No último dia 27 de março, o ministro Dias Toffoli devolveu a vista e liberou para julgamento a questão de ordem que discute a limitação da prerrogativa. Em 23 de novembro do ano passado, Toffoli pediu vista (mais tempo para análise) no julgamento, depois de ter sido formada maioria no STF para reduzir o alcance do foro privilegiado para deputados federais e senadores.

À época, Toffoli disse que precisava refletir melhor sobre o assunto e esclarecer eventuais dúvidas sobre as consequências da tese defendida pelo ministro Luís Roberto Barroso, relator do processo.

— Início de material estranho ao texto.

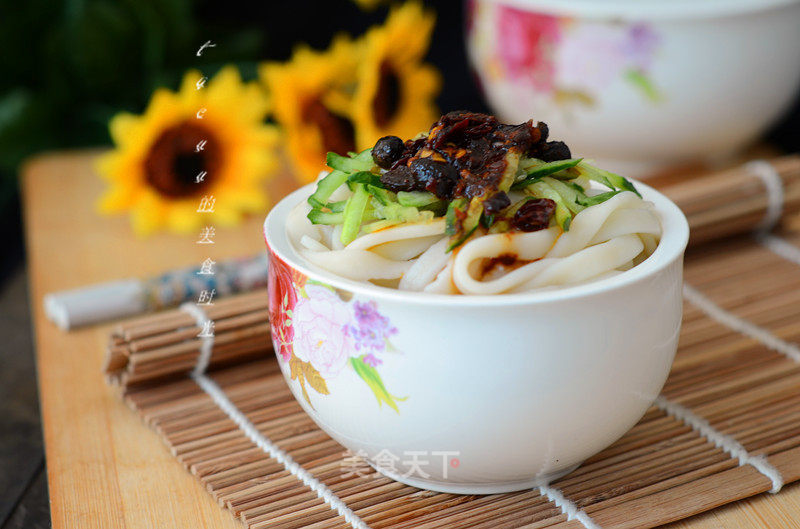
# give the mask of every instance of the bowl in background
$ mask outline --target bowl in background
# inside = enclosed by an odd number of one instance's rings
[[[415,487],[507,492],[571,471],[642,417],[677,348],[689,229],[638,187],[663,227],[644,262],[497,296],[398,291],[307,263],[286,224],[313,184],[292,193],[264,236],[273,343],[294,396],[351,455]]]
[[[505,122],[622,174],[728,156],[800,85],[797,0],[469,0],[470,61]]]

Sete ministros já deram votos favoráveis ao entendimento de que o foro privilegiado para políticos só vale se o crime do qual forem acusados tiver sido cometido no exercício do mandato e se for relacionado ao cargo que ocupam. Acompanharam o entendimento de Barroso os ministros Luiz Fux, Rosa Weber, Edson Fachin, Marco Aurélio Mello, Celso de Mello e Cármen Lúcia.

O voto parcialmente divergente, do ministro Alexandre de Moraes, também defende a limitação do foro apenas para crimes cometidos no mandato, mas propõe que nestes casos as infrações penais, independentemente de terem relação ou não com o cargo, sejam analisadas no STF de qualquer forma.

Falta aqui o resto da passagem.